Gayr-i müslimler zimmî statüsüne geçince, bazı istisnaların dışında, Müslümanlara tanınan hakların bunlara da tanınması söz konusudur. Bir diğer ifadeyle, Müslümanlara uygulanan hukuk, onların inançları gereği istisna tutulan bazı hukukî hükümler dışında, aynı hukuk yani İslâm hukukudur. Devlet, Müslüman vatandaşlar ile gayr-i müslim vatandaşlar arasında fark gözetmek durumunda olsa da bu, istisnaî olmakta ve genel kaideyi bozmamaktadır. “Bize tanınan haklar onlara da tanınır; bize yüklenen ödevler onlara da yüklenir” manâsında bir hadis de nakledilmektedir. Müste'menler de hak ve ödevler bakımından zımmîler gibidirler. Aralarındaki fark, bunların İslâm ülkesinde sadece geçici ikâmet hakkına sahip olmalarıdır. Devamlı ikâmet nimetinin külfetleri bunlara yüklenmez. Özel hukuk açısından zimmîler, şahıs, aile ve miras hukukuna ait bazı müesseseler dışında tamamen Müslümanlar gibidirler. Yani akideye dayanmayan hükümlerde Müslümanlarla eşittirler. Akideye dayanan hükümlerde ise, kendi dinlerinin hükümlerine tabidirler. Müste'menler de ikâmet müddetince bu haklar konusunda zimmîler gibidirler.
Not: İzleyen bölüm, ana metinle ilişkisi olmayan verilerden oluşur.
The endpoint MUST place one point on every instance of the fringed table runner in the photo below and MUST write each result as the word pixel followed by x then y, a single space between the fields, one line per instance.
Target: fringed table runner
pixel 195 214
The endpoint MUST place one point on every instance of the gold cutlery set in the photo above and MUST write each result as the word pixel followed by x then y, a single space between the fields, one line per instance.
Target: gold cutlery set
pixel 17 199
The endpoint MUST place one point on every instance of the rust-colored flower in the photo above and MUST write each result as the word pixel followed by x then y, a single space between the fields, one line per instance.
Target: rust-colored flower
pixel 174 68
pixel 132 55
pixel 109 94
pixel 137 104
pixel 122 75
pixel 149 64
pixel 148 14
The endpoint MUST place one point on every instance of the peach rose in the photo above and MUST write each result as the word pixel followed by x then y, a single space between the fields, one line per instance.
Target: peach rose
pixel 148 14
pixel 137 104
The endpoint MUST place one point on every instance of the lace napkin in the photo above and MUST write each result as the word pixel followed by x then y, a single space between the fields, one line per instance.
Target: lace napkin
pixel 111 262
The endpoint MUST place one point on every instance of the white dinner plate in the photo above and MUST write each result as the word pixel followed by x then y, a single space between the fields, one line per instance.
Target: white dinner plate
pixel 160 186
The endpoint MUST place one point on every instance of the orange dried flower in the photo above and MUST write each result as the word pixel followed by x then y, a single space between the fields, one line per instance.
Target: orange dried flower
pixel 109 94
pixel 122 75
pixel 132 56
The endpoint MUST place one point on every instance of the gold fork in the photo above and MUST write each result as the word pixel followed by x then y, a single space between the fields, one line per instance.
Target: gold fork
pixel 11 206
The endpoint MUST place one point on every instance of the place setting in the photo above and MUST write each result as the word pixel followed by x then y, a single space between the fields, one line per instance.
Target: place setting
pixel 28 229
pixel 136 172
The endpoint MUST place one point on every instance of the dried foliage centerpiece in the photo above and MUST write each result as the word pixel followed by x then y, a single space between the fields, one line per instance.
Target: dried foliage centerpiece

Ancak devlet ve ülke menfaati açısından bazı sınırlamalar söz konusudur. Silah ve savaş malzemesi ihrâcı müste'menlere bu sebeple yasaklanmıştır. Hem zımmîler ve hem de müste'menler, İslâm ülkesinde, menkul ve gayrimenkul mülkiyet hakkına da sahiptirler. Bu hak, ancak kamu yararı sebebiyle kısıtlanabilir. Zimmîler, mâlî tasarruflar açısından İslâm ülkesinde Müslümanlar gibi, İslâm Hukukuna tabidirler. Mu’amelât konusunda dinlerinden ve inançlarından gelen önemli bir fark bulunmadığı için istisnaî hükümler de oldukça azdır. İslâm ülkesinde gayr-i müslimlerin şarap ve domuz üzerinde malî tasarrufta bulunabilmeleri; gayr-i müslime ait şarap ve domuzu telef yahut gasb edenin tazminata mahkûm edilmesi ve gayr-i müslimlerin bir gayr-i menkûlü mabed olarak kiralayamaması bu istisnaların en önemlilerini teşkil eder. Müste'menler de malî konularda, bazı küçük istisnaların dışında zimmîler gibidirler.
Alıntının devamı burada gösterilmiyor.